Interestingly, treatment with 1,6‐hexanediol did not suppress the formation of HMGA1a foci in the nucleus (Figure S8), suggesting that hydrophobic interactions are likely not predominant in the formation of HMGA1a condensates. While for many biological systems, hydrophobic interactions are the main driving force of LLPS, other types of interactions, including π‐π, cation‐π, and electrostatic interactions, have been shown to sustain LLPS; the latter two interactions are relatively unaffected by addition of hexanediol.[ ⁷⁹ , ⁸⁰ , ⁸¹ ]

We also probed LLPS of HMGA1a in a different cell line, by expressing mVenus‐fused HMGA1a in the HCT116 human colon cancer cell line. Images obtained via microscopy revealed similar HMGA1a foci to those observed in IMR90 nuclei, as well as rapid FRAP recovery (Figure S9). Again, in HCT116 cells, HMGA1a foci were only observed in the nuclei with high expression of HMGA1a. Notably, fewer HMGA1a foci were observed in HCT116 nuclei than in IMR90 nuclei. This result suggests a possible dependency on cell type for HMGA1a droplet formation, yet there may be additional factors to IMR90 that regulate HMGA1a LLPS depending on the cellular environment.

Conclusions

We have shown that HMGA1a can undergo phase separation to form liquid condensates in vitro and nucleates into foci that display liquid properties in fibroblasts and cancer cells. Both experimental results and modelling data show that LLPS of HMGA1a is promoted in the presence of DNA. HMGA1a‐DNA condensates are possibly stabilized by dominant cation‐π and electrostatic interactions. We suggest that the formation of liquid‐like domains enriched in HMGA1a in the nucleus is contributed by both homotypic HMGA1a interactions and heterotypic interactions with nucleosomes and DNA. We further speculate that the formation of HMGA1a liquid droplets in cells within the regions depleted of DNA and nucleosomes might be enabled by post‐translational modifications of HMGA1a (i. e., phosphorylation). Indeed, an increased residence time of HMGA1a to heterochromatin regions, which would be consistent with its LLPS, has been shown to be correlated with high levels of phosphorylation. ^[8]

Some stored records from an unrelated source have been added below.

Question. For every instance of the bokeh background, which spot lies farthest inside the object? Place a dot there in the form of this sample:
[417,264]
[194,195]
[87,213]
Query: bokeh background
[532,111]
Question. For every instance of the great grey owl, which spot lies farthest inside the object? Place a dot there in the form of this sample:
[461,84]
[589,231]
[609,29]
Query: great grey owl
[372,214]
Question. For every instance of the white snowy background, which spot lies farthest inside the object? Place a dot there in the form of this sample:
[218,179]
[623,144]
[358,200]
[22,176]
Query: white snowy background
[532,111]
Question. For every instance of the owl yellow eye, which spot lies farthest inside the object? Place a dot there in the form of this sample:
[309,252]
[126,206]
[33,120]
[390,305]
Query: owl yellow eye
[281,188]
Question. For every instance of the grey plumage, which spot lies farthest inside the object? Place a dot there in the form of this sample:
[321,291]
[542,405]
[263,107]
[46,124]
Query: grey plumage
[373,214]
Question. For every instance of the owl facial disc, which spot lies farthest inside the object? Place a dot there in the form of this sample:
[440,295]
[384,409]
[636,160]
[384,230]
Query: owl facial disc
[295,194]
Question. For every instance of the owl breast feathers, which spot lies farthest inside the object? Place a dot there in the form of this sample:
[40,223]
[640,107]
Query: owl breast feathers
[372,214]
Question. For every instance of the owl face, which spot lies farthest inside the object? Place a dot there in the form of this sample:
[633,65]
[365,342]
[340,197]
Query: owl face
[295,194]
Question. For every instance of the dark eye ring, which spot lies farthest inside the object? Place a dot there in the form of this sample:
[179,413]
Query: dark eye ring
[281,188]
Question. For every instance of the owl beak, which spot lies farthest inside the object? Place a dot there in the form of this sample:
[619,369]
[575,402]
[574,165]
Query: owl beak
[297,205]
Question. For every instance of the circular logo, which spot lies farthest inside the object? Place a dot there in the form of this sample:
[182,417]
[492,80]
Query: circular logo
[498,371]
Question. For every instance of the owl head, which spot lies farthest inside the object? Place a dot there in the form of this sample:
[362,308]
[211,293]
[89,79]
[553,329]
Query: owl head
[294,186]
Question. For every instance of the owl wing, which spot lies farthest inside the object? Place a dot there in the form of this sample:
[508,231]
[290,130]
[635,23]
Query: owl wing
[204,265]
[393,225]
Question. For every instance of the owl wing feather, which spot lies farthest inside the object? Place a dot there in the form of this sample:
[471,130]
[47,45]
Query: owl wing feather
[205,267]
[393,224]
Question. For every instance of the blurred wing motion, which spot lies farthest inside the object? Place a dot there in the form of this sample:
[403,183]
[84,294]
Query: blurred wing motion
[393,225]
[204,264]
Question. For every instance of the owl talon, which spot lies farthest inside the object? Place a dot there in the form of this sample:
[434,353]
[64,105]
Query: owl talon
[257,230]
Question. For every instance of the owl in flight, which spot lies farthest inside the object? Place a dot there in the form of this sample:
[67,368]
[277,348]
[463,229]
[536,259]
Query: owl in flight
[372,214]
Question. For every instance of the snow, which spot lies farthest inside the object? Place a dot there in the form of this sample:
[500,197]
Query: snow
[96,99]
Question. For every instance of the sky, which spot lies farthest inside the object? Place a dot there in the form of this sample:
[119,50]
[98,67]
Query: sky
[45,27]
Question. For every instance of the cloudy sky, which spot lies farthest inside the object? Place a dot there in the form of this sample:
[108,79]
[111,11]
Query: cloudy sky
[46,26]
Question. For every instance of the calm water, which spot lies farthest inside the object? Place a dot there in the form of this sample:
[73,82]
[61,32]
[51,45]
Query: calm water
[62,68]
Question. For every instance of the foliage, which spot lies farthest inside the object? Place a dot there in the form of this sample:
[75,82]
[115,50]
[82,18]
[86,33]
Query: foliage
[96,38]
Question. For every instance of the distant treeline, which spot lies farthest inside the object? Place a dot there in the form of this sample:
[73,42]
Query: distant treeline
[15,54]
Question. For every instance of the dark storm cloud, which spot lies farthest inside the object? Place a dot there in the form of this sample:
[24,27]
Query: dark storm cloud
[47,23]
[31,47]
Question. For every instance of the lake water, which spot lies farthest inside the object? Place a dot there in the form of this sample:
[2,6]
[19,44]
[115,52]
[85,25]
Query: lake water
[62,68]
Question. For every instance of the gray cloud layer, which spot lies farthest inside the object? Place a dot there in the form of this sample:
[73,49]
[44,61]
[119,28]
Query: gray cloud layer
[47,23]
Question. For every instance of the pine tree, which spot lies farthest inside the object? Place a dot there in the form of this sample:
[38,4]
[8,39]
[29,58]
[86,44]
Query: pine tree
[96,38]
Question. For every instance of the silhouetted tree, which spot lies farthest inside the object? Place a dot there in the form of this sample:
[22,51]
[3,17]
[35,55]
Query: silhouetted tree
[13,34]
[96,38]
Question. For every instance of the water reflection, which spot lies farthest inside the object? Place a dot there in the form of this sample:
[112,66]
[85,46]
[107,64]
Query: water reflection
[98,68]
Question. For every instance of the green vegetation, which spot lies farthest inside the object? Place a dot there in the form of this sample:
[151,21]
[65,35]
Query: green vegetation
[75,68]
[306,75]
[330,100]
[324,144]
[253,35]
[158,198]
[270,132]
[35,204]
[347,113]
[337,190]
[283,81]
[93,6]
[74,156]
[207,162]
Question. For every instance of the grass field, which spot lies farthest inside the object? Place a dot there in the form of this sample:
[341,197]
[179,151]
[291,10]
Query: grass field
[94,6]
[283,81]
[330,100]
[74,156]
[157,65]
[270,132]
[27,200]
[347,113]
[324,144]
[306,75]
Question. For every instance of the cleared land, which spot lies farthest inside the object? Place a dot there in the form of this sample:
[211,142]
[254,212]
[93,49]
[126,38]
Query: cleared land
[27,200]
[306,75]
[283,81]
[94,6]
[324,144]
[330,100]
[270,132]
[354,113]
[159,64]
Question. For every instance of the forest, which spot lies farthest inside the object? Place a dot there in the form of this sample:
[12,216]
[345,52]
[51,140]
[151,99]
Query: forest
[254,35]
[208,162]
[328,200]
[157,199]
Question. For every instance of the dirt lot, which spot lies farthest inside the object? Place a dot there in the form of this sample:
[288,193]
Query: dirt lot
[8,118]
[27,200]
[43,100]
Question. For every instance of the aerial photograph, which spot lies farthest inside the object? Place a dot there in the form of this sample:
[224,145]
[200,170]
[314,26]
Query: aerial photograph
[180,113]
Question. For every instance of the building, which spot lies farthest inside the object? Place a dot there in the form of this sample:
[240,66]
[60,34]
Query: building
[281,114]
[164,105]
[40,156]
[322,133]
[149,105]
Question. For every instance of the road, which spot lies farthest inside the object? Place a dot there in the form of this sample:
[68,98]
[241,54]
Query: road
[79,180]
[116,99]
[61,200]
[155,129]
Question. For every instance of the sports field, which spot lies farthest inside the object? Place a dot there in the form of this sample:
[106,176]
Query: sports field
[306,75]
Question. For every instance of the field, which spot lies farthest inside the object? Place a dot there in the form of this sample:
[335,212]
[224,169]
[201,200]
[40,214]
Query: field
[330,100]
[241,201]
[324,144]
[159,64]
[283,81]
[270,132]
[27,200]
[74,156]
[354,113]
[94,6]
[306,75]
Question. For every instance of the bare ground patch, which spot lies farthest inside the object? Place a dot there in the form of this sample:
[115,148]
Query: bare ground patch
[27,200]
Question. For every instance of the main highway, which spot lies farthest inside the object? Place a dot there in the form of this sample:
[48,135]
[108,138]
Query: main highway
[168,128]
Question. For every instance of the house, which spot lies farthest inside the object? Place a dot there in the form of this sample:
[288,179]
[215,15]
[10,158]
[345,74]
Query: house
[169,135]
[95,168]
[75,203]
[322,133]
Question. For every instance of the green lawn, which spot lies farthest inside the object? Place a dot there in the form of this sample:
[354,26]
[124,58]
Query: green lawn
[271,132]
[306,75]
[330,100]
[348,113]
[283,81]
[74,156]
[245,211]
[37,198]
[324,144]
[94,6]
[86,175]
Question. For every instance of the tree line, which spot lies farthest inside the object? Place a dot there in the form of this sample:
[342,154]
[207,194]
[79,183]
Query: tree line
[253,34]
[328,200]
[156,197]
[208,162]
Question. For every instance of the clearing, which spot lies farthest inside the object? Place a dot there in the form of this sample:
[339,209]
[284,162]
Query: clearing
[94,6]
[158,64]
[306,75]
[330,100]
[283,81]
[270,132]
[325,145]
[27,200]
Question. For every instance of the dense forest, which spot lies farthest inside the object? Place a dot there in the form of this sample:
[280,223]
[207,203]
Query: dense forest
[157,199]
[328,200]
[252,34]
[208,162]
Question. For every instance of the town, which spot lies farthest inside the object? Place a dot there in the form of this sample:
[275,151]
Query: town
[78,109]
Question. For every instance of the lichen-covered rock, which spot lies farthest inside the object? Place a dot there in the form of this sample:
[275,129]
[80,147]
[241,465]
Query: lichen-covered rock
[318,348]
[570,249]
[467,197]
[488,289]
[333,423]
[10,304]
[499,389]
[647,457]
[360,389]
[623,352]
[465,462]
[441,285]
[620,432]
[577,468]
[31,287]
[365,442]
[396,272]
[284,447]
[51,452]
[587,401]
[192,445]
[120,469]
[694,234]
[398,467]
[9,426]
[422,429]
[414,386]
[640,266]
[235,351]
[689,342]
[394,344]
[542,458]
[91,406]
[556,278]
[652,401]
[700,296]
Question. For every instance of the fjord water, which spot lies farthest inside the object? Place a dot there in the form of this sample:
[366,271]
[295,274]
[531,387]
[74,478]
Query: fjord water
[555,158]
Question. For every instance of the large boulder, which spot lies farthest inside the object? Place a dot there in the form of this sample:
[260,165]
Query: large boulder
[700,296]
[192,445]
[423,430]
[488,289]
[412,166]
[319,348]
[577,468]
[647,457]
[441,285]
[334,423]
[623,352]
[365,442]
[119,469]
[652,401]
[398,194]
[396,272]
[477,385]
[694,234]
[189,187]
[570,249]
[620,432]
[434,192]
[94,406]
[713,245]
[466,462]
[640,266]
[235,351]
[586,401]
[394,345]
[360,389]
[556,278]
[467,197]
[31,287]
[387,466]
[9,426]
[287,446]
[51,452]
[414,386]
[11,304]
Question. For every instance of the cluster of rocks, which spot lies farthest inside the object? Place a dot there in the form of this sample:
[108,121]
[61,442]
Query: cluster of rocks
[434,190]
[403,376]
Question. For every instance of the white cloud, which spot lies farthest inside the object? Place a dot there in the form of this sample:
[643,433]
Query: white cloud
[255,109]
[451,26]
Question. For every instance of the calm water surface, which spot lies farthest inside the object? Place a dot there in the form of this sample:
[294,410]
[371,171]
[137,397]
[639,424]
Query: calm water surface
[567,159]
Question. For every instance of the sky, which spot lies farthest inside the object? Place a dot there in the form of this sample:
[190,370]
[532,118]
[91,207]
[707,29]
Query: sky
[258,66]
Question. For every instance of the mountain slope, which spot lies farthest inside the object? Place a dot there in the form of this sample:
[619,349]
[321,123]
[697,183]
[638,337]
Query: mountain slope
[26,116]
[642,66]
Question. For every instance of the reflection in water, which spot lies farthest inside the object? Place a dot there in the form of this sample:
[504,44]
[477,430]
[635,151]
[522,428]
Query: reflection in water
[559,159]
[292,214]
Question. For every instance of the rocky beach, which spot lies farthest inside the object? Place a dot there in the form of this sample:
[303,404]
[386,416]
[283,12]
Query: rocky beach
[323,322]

Importantly, other architectural proteins that are also enriched in heterochromatin regions, like the linker histone H1, and the heterochromatin protein HP1, have also been observed to undergo LLPS in vitro and in cells. There are many parallels between the phase behaviour of these proteins and our observations for HMGA1a. In particular, LLPS of H1 is dependent on the presence of DNA or nucleosomes, and LLPS of HP1 is dependent on the phosphorylation of the negatively charged N‐terminal region, or the presence of DNA.[ ³³ , ³⁵ , ³⁷ , ⁸² ]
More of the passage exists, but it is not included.